Tom headed off by train to Kuala Lumpur tonight and will spend some time there tmrw before going back to Singapore for classes on Tuesday. He has the same Law teacher I had when I was at NTU, Valerie Low, who is also the friend of two of Sarah's (my sister) friends from Cambridge.

Ok, now I am being bitten by Mosquitoes, so its time to stop.
goodbye.

Tuesday, August 05, 2003

Hello,
Back at USM now,
4 days trekking in Tamen Negara was cool, following Elephant footprints in the mud and being attacked by leaches, but all in all a good experience. Spent 3 days at Lee Qian's house (one of my roomates) eating Durian and touring fruit orchards. Was about to head back to Penang and off to Indonesia when I got a text from Charlie another friend who lives in Melaka, he invited me down there, so off I went. Been there before but it is nice when you have someone to show you around, stayed in his Kampung (village) for 4 days. Saw a different side to Melaka than before, when I just saw the tourist part and china town, it seems a very rich city, big shopping malls and lots of young streetwise Malaysians hanging around trying to look different from everyone else, people holding hands and many women without the Tudong, (muslim headscarf).

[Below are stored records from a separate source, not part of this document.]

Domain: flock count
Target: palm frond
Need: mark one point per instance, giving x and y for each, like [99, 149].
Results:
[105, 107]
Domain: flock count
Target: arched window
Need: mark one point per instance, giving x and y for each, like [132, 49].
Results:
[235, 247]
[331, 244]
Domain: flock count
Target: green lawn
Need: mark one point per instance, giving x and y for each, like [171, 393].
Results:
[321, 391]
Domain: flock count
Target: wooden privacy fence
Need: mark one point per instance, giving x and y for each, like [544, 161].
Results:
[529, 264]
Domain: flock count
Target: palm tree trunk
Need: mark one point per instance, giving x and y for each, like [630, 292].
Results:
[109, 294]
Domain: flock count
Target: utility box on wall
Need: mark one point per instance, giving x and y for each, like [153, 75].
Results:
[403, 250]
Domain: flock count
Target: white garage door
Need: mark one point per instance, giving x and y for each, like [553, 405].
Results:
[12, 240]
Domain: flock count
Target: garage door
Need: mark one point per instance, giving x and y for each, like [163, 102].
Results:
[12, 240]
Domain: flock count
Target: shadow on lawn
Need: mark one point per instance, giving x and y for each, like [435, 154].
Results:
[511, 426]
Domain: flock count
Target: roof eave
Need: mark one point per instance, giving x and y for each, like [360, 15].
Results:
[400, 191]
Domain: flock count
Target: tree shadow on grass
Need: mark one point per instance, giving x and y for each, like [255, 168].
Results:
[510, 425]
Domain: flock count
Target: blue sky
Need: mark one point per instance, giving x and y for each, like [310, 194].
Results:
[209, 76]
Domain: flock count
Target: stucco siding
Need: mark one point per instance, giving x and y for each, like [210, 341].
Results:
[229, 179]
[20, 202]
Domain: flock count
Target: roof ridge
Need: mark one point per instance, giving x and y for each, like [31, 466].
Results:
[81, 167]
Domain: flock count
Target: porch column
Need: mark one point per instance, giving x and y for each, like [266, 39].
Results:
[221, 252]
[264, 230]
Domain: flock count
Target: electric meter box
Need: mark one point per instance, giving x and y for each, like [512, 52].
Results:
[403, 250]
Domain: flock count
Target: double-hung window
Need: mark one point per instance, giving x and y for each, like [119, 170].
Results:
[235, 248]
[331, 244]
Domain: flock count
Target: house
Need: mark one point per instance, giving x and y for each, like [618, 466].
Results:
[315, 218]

Around the University nearly all Malay girls wear headscarfs, but it seems not everyone does outside the uni, I think thats from peer pressure. Malaysia is made up of Malays and other indigenous 58%, Chinese 24%, Indian 8%, others 10% (2000 CIA world fact book) and about 55% of the population is Muslim. You may have seen on the media the clamp down by 2 particularly muslim states in the north on beachwear and holding hands in public and singing in bars. The PAS, islamic party is the main opposition to UMNO the national party headed by Dr Mahatir, the PM here since a long time. He is teppig down this Oct and elections follow next year. PAS support looks like it may be growing, and the more liberal parts of Malaysia are getting worried.
decided not to go to Indonesia (again) and not sure if its because of the foreign office warnings (car bomb killed 10 people in Marriott hotel today in Jakarta) or because I'm tired, or scared of travelling. I still find it very tiring to travel and am counting down the 4 weeks left here to come home, I think I just need a break from Asia to Appreciate it again. But I don't know when I'll be back and wan tto visit Indonesia, I sort of feel like I should go just to check it out, but, looks like not this trip....

Johan, from NTU Sweden is flying back out here afterr 2 months at home, he's flying into Bangkok then heading down here and then back to singapore before he flies to Beijing to study Chinese there for a year, sounds fun.

My FYP, final year project is next year at Hull. Dr Grey is my Supervisor and Mobile computing is the subject particulary online voting from Mobile phones and devices, should be interesting, really looking forward to it.